Ebstein anomaly requires drug treatment for cardiovascular consequences resulting from tricuspid atrialization of the right ventricle, valvular regurgitation, and septal defects. Patients may require antibiotic prophylaxis for bacterial endocarditis. Treatment of SVT is typically by radiofrequency ablation rather than drug therapy. CHF is treated with ACE inhibitors, diuretics, and digoxin.

Class Summary

These agents promote excretion of water and electrolytes by the kidneys. They are used in treatment of hypertension, heart failure, and hepatic, renal, or pulmonary disease when salt and water retention has resulted in edema or ascites.

Furosemide (Lasix)

Increases excretion of water by interfering with chloride-binding cotransport system, which in turn inhibits sodium and chloride reabsorption in ascending loop of Henle and distal renal tubule. Dose must be individualized. Depending on response, administer at increments of 20-40 mg no sooner than 6-8 h after previous dose until desired diuresis occurs. When treating infants, titrate with 1 mg/kg/dose increments until satisfactory effect achieved.

Class Summary

These agents possess positive inotropic activity, which is mediated by inhibition of sodium-potassium adenosine triphosphatase (Na+/K+ ATPase). Also, cardiac glycosides reduce conductivity in the heart, particularly through the atrioventricular node, and therefore have a negative chronotropic effect. The cardiac glycosides have very similar pharmacological effects but differ considerably in their speed of onset and duration of action. They are used to slow the heart rate in supraventricular arrhythmias, especially atrial fibrillation, and also are administered in chronic heart failure.
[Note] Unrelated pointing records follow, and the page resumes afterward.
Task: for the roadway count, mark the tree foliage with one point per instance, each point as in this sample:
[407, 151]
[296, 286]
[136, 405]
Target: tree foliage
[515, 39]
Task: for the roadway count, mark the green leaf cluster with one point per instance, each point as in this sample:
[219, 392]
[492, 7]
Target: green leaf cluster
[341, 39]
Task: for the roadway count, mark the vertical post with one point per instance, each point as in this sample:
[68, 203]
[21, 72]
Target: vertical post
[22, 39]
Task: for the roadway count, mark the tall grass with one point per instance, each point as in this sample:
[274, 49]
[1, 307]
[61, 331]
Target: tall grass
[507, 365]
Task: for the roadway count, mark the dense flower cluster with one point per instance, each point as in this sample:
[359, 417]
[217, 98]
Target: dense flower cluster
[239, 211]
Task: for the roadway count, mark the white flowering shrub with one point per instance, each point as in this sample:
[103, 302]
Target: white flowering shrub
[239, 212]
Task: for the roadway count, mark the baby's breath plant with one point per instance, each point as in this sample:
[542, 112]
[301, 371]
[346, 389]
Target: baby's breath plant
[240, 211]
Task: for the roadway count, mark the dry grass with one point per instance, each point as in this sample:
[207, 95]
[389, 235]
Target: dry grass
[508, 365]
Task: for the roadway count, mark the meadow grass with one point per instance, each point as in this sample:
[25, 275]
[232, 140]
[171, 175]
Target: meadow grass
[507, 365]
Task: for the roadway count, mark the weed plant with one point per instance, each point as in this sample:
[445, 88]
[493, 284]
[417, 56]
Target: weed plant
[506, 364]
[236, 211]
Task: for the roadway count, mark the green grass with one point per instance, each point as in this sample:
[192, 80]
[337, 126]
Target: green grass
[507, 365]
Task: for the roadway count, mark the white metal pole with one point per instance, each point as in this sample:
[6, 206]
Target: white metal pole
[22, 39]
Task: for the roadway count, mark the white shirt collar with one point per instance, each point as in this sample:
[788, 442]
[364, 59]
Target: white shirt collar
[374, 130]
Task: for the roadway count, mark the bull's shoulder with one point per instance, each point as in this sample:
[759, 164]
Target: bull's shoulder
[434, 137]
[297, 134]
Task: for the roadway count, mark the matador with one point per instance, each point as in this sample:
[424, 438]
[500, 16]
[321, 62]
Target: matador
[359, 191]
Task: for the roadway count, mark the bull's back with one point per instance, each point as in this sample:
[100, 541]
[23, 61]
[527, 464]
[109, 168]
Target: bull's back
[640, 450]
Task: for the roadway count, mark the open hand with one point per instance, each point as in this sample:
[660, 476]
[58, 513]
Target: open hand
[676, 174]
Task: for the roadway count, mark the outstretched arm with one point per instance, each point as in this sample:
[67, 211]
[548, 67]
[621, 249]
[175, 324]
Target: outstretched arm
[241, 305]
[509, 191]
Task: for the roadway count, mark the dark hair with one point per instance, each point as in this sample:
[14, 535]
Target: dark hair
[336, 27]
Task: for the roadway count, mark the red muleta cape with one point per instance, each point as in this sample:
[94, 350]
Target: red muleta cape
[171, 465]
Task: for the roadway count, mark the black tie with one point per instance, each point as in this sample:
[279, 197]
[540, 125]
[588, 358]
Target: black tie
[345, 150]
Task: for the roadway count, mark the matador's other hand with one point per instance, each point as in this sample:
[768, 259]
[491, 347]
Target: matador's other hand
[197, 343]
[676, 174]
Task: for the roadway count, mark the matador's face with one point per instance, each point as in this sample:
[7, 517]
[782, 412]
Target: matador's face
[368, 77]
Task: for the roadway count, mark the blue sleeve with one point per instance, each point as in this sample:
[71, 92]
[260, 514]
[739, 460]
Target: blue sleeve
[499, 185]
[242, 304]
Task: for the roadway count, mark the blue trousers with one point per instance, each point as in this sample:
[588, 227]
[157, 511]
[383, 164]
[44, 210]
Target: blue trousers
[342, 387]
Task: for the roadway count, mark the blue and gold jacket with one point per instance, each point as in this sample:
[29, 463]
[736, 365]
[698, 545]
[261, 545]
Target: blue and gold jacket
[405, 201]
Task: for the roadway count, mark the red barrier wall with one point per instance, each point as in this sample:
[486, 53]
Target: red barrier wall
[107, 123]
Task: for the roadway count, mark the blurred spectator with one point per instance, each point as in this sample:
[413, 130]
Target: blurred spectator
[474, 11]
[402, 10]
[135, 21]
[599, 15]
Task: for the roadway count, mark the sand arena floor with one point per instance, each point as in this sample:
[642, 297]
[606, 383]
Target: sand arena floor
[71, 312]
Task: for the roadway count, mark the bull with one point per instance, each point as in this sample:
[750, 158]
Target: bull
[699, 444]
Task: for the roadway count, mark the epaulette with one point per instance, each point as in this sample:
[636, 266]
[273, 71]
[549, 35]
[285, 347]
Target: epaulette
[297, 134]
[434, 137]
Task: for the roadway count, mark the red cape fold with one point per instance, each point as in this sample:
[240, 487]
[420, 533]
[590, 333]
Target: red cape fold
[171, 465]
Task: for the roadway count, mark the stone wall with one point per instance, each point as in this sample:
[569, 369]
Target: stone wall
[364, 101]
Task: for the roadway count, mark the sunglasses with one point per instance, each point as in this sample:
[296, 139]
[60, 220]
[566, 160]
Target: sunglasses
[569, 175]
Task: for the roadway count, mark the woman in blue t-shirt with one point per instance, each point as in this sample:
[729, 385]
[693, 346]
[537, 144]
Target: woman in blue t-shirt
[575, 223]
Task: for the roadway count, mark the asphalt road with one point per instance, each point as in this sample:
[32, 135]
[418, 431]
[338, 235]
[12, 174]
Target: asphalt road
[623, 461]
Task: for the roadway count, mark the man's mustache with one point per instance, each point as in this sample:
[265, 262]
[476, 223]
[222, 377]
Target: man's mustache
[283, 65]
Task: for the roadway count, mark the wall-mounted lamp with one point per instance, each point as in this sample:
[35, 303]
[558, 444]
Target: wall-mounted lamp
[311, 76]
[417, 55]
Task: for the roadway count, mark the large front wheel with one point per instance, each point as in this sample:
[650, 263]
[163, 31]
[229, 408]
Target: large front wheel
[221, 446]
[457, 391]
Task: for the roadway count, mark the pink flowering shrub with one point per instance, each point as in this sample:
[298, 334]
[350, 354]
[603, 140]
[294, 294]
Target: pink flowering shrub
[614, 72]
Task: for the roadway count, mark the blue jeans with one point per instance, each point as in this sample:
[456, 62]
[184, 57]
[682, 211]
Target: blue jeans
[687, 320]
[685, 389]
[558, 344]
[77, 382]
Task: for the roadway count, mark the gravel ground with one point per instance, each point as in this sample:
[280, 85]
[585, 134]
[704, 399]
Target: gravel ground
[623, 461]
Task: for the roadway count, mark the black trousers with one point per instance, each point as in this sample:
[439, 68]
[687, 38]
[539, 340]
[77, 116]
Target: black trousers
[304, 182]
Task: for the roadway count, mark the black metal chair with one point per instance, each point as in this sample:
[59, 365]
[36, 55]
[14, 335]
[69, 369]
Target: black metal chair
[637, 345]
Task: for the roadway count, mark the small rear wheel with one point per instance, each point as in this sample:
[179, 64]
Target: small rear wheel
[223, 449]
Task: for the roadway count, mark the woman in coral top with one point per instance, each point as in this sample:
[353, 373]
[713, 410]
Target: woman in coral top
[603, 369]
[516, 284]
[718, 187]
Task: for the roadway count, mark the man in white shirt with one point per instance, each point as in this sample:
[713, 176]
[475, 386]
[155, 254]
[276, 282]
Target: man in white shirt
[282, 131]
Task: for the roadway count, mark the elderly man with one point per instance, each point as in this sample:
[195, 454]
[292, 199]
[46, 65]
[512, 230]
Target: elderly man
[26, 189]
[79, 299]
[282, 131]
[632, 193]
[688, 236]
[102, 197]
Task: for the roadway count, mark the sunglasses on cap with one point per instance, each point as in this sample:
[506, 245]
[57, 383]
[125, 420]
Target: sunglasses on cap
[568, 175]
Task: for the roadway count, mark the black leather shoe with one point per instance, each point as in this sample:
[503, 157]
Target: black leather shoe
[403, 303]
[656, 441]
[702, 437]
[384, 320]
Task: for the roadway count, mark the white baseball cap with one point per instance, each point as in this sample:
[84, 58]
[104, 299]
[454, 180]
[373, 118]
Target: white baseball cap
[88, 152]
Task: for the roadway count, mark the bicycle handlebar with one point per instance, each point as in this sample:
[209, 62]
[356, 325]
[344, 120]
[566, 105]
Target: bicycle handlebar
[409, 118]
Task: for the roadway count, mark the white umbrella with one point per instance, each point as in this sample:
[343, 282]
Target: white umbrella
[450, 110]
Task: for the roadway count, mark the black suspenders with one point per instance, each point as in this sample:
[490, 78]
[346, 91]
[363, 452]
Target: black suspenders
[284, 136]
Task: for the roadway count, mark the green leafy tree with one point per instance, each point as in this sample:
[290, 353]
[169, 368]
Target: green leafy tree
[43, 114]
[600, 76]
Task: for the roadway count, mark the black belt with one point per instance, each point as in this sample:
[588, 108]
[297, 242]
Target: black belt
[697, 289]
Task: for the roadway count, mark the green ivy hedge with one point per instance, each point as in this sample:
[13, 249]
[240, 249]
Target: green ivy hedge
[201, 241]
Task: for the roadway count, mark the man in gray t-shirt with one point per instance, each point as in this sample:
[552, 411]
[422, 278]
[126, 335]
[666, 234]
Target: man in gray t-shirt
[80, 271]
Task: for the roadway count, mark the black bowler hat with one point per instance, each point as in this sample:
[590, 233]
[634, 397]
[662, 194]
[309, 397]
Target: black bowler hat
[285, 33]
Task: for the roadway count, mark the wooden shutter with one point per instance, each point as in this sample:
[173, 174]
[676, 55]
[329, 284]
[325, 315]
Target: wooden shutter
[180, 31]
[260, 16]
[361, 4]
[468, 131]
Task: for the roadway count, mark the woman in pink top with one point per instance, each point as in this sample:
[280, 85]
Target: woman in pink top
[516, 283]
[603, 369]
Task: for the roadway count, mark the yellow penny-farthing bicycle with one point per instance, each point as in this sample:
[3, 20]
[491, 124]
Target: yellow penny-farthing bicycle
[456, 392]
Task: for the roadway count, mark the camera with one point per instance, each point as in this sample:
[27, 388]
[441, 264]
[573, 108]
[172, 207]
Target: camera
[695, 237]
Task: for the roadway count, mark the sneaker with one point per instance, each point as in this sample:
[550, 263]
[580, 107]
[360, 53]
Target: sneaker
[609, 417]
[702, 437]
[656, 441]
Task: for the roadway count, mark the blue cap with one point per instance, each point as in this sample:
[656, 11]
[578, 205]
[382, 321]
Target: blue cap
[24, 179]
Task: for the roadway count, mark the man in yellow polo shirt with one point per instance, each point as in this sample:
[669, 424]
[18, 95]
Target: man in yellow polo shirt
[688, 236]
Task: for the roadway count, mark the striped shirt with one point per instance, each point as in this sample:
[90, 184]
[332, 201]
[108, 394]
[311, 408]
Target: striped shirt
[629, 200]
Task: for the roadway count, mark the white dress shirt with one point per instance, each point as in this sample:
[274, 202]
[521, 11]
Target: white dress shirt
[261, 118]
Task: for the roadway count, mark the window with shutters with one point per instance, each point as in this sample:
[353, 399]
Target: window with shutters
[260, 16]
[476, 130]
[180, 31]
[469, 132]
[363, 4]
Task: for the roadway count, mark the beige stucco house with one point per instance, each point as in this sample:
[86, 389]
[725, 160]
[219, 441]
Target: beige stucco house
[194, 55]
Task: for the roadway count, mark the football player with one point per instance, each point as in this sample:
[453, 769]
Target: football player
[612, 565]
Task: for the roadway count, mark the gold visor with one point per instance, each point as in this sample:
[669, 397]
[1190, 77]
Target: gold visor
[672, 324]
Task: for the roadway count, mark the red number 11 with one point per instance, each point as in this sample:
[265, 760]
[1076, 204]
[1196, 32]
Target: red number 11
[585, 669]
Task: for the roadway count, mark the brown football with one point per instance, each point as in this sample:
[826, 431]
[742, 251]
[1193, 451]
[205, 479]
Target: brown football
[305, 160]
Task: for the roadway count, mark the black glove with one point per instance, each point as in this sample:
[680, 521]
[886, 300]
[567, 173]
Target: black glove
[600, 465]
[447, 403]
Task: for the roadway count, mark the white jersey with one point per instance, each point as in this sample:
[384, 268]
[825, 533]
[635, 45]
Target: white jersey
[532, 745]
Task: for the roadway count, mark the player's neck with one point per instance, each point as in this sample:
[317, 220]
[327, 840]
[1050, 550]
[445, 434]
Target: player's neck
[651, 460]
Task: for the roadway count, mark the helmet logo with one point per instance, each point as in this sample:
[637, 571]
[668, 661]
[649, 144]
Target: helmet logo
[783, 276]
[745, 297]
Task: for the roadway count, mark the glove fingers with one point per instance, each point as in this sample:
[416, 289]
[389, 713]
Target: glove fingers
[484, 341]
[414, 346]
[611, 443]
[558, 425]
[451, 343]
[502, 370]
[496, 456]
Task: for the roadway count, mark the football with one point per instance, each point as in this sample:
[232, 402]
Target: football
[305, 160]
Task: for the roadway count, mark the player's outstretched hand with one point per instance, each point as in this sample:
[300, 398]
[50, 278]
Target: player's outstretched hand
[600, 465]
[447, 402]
Digoxin (Lanoxin, Lanoxicaps)

Cardiac glycoside with direct inotropic effects in addition to indirect effects on cardiovascular system. Acts directly on cardiac muscle, increasing myocardial systolic contractions. Its indirect actions result in increased carotid sinus nerve activity and enhanced sympathetic withdrawal for any given increase in mean arterial pressure.

Class Summary

ACE inhibitors are beneficial in all stages of chronic heart failure. Dyspnea and exercise tolerance are improved. Unlike diuretics, studies demonstrate improvement of survival and reduced progression of mild or moderate heart failure to more severe stages. They have benefit in asymptomatic left ventricular dysfunction.

Enalapril (Vasotec)

Competitive inhibitor of ACE. Reduces angiotensin II levels, decreasing aldosterone secretion.